In a 31-20 loss to the Thundering Herd at Navy-Marine Corps Memorial Stadium, the Terrapins had no answer for either.
Time after time, Hoskins, birth name Harold, released from the line of scrimmage and encountered little resistance up the middle.
All of his six catches, for 104 yards and two touchdowns, unfolded in this manner.
And it left Maryland (7-6) scrambling to exhume moral victories in a breakthrough season that ended on a sour note.
“When it’s all said and done, we had a great year,” said Maryland quarterback C.J. Brown, who despite breaking the program’s single-season rushing record for his position was held to 38 yards on 19 carries. “We had a winning season that was able to extend to the postseason, go to a bowl game. We had a great time at the Military Bowl. Today was proud of the effort, disappointed with the outcome.”
Maryland’s selection was a win-win in many ways.
It afforded a cash-strapped athletics department the opportunity to remain nearby without fear of excess spending for traveling across the country, while it gave the local fan base a chance to watch a team that had improved from two wins to four wins to seven under Coach Randy Edsall.
For the Military Bowl itself, Maryland’s impending move to the Big Ten meant it could no longer contractually select the state’s flagship institution, so here was the chance for one more union.
And the announced crowd in Annapolis was 30,163.
Meanwhile, the Thundering Herd (10-4) crossed the border looking to play spoiler. And with Cato and the nation’s seventh-best scoring offense, the Herd had 13 plays that gained at least 10 yards and proved too much for the Terps to keep pace.
The game was billed as a potential shootout, and what unexpectedly began as a defensive battle — four punts over as many possessions — quickly morphed into some offensive fireworks.
Gifted strong field position after a pass interference penalty, Cato found the end zone on a one-yard slant route toss to Tommy Shuler.
It was Cato’s 32nd straight game with a touchdown pass, the nation’s second-longest active streak, and his 337 passing yards earned him MVP honors.
“We had some breakdowns,” Edsall said. “You can’t have those kind of breakdowns against the kind of athletes that Marshall has and expect to stop them.”
Maryland answered with a methodical 75-yard drive, balanced by read-option pitches and timely passes from Brown (14 for 24, 197 yards), the last of which found Levern Jacobs on a post across the middle for a 29-yard touchdown.
The Terrapins kept pace with two Brad Craddock field goals, but another Cato score — this time an eight-yard floater to Hoskins — sent Marshall into halftime leading 17-13.
“When you get down in the red zone, you want seven and not three,” Brown said. “That’s the biggest thing that hurt us today.”
The excitement fizzled as the second half began.
Conservative play-calling near midfield actually helped Marshall, which received a career day from punter Tyler Williams. The sophomore had three punts downed inside the Maryland 5-yard line and twice at the 1.
Edsall’s gambling route paid off. Twice Maryland converted fourth-down attempts, and once the fourth quarter arrived, one play was needed to score on a rollout pass from Brown to tight end Dave Stinebaugh.

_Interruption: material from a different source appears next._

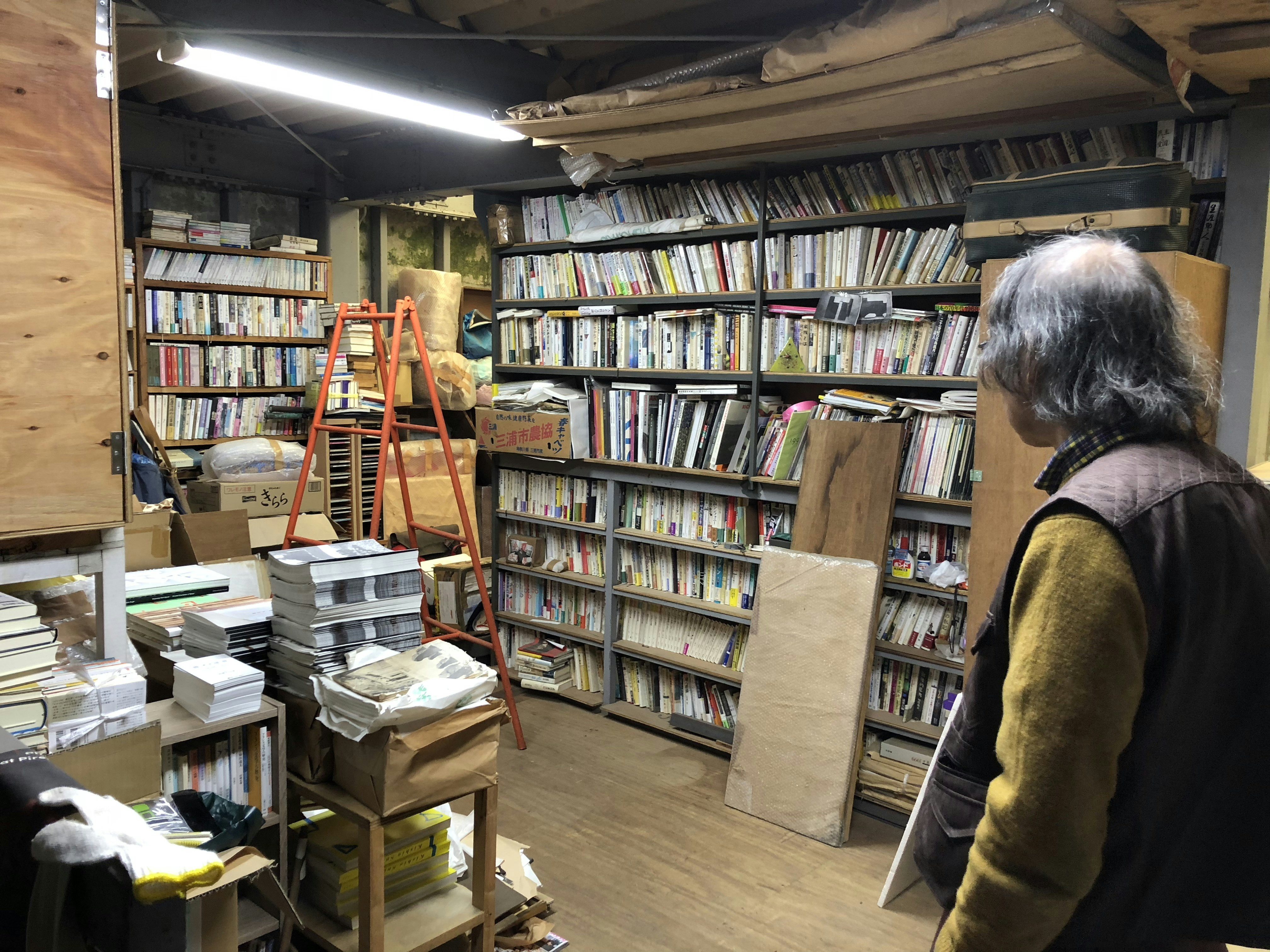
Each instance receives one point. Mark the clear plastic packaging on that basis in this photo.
(255, 457)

That two-yard touchdown capped a 17-play drive that totaled 99 yards and chomped nearly eight minutes off the clock. It also gave the Terps their first lead.
But the Herd responded, regaining the advantage on a seven-yard touchdown run from running back Essray Taliaferro, then clinching it on Hoskins’s second touchdown.
Maryland still had a chance with three minutes left, but Brown threw an interception into double coverage.
All Marshall had left to do was run out the clock and storm the field to celebrate, while the Terps sought solace in the future.
“We plan on building off what we have now, and what we have now, the sky’s the limit,” defensive lineman Andre Monroe said. “As long as we’re on the same page, we’re going to make it happen.”